Anju Lama, International School Award (ISA) Coordinator of Gyanodaya School says the introduction to ISA was life-changing for her. With very limited prior knowledge of ICT, she struggled to work together in teams and prepare for presentations. Since her school joined the programme and she was trained in computer courses, basic skills like making slides, writing emails have made her work as a leader easier. She is also better at integrating collaborations into school activities since the trainings.
She had her own set of challenges in running the program at her school. The school has a large number of students, so it was difficult to get the teachers to make the switch from theoretical learning to project-based learning. So initially, as a model, two or three students from each class learnt in the project-based approach and went back into their classrooms to teach their peers. The other teachers often complained that their students have forgotten how to study because of the project works. She would try to convince them that the theories would see them through school and give them certificates, but the practical learnings would stay for lifetime.
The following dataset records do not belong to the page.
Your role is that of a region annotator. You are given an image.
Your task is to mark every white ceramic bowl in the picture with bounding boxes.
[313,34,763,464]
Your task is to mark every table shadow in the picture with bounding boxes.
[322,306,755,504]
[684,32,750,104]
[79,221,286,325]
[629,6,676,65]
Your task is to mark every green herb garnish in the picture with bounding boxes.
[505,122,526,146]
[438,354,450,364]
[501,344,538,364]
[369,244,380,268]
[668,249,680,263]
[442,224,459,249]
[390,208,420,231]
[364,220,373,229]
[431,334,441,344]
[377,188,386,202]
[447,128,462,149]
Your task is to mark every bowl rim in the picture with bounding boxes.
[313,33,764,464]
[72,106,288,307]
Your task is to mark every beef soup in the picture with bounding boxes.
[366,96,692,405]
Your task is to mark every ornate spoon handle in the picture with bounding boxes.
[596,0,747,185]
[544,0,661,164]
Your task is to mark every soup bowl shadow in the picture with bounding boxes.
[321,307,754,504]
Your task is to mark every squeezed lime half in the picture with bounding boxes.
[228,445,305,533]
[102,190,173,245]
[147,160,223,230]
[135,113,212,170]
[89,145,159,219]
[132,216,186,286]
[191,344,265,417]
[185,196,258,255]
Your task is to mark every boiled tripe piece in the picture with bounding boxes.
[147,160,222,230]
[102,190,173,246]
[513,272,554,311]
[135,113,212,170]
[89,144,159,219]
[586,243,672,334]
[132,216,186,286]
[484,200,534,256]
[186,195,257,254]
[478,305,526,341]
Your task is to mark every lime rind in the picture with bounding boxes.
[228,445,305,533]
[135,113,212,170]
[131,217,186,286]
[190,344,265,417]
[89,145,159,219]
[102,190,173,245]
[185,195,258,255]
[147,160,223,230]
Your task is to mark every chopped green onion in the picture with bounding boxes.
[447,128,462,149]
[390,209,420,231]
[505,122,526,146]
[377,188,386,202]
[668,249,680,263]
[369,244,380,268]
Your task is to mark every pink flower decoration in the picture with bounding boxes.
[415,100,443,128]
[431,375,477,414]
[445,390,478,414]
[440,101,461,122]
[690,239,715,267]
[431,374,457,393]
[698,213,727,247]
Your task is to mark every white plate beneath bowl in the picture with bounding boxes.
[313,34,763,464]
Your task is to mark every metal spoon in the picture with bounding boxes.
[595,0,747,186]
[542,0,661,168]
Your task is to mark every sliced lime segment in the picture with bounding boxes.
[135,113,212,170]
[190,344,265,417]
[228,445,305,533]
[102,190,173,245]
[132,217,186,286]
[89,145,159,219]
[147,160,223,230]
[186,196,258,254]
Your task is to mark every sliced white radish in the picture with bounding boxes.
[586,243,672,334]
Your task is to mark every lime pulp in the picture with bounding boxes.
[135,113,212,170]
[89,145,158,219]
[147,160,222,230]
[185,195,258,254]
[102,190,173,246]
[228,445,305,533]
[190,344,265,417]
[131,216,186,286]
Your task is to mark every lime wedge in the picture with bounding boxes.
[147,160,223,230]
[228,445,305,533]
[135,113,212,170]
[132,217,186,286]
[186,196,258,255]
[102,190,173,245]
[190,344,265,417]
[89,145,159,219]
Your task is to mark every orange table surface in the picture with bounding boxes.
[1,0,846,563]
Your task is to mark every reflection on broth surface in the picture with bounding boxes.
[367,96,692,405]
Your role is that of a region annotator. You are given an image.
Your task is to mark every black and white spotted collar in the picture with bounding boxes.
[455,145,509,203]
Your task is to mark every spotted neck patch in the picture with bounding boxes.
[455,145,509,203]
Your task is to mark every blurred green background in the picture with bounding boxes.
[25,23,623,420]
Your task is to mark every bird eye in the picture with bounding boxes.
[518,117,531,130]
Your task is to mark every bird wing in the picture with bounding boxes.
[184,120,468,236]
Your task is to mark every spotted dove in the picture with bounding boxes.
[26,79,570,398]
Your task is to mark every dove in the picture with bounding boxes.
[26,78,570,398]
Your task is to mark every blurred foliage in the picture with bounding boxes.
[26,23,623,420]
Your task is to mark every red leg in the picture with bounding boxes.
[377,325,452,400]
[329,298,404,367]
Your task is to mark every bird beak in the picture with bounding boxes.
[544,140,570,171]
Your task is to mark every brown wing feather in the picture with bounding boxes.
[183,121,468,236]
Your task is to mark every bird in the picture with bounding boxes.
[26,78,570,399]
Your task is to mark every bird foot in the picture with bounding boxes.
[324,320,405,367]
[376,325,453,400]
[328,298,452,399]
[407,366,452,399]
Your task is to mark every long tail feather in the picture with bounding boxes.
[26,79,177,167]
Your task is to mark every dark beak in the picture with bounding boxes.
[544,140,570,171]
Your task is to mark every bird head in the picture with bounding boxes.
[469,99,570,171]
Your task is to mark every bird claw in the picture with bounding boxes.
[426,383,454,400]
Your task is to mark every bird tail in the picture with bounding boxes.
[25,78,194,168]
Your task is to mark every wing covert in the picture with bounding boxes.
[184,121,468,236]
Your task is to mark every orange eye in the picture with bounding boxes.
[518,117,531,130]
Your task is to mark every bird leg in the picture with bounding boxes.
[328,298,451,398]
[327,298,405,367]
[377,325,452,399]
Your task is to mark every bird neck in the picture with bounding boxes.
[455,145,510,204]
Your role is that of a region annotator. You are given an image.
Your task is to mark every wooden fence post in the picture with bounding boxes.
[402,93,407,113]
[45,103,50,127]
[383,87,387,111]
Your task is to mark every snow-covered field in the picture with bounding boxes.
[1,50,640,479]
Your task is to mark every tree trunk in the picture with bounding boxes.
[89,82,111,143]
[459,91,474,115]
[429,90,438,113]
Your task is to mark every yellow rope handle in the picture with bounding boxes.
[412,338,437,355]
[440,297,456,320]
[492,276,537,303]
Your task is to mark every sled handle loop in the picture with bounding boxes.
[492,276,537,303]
In 2018, teachers from the school went to Korea for ICT training for 10 days and. got in touch with the Korean schools. When they came back, they started making and proposing projects and were happy with the progress. Lama elaborates, “The world has become so narrow that we know what is happening on the other side of the world. If, as teachers, we are able to set the habits of students from a very young age to learn, interact, and collaborate with each other across classrooms, they will be able to adapt to the world around them quickly, be more open to learning and be better global citizens.”
The school also organized competitions, exhibitions, awards to encourage project-based works. The students have become very active since. They still struggle to accommodate the large number of students in the competitions, but Coordinator Lama values the effect of project-based learning. She shares, “Every year we make the tenth-grade students participate in a project where they cook a variety of dishes and are given marks for it. I remember a student who was weak in his studies but participated so well in the competition. I look at this student and think about how important the practical things in life are.”
Nati Kaji Maharjan, the principal believes the work of ISA is important enough for it to be applied in classrooms across the country. He says, “It is difficult to work in all schools across Nepal and British Council has helped a lot of schools through the years. Schools that have integrated the program into their curriculums can become focal points and continue the work of ISA with more schools around them.”